In 1989 South Africa agreed to end its control over South-West Africa; the following year the possession became independent as Namibia. Only the Walvis Bay enclave remained under South African control, and it was handed over to Namibia in 1994.

In June and July of 1991, under the leadership of de Klerk the South African parliament repealed the laws that established apartheid. Other nations responded by lifting economic sanctions against South Africa. In December, 19 political groups, including the ANC and the National Party, gathered together in the Convention for a Democratic South Africa (CODESA) and began negotiations with the goal of establishing a new constitutional government that would enfranchise blacks.

In late 1993, CODESA introduced an interim constitution giving blacks the right to vote, and it was approved by the country's parliament. The interim constitution also created nine provinces out of the four old ones, and abolished the Bantustans.

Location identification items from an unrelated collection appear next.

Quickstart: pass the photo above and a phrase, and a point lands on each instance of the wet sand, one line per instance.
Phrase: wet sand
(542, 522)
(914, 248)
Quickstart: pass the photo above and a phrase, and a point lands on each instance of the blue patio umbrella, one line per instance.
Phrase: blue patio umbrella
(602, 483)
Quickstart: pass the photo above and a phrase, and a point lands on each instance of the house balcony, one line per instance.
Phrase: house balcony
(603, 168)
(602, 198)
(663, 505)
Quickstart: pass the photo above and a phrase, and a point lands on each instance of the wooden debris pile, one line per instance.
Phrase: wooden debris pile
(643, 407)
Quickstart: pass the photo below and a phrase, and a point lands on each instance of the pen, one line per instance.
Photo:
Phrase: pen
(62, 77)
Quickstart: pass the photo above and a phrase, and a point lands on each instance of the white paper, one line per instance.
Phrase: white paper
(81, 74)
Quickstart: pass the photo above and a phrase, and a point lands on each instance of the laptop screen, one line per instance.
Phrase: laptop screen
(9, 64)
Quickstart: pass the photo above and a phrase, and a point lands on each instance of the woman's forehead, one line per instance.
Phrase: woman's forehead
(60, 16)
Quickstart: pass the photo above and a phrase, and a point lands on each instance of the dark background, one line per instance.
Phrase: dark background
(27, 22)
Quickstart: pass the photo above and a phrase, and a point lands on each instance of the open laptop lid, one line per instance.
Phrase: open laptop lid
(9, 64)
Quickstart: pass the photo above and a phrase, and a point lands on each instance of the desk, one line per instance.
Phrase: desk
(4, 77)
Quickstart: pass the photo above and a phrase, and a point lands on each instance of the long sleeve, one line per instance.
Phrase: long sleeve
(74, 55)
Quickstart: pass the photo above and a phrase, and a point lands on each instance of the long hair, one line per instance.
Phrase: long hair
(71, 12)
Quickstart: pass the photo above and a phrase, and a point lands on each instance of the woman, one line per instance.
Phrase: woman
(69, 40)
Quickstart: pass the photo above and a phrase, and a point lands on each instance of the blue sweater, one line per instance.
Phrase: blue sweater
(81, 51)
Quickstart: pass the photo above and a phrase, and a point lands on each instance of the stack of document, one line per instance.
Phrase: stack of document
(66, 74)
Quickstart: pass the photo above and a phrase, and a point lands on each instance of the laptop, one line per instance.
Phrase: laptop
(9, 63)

In April, 1994, blacks won a majority of the seats in the parliament. The ANC received the most votes and elected Nelson Mandela president of the country. The National Party received the second largest number of votes and, as the largest minority in parliament, elected de Klerk deputy president. In June, South Africa rejoined the British Commonwealth. A permanent constitution was enacted in 1996. In 1999, Thabo Mbeki, of the ANC, was elected president of the country. Mbeki was reelected in 2004.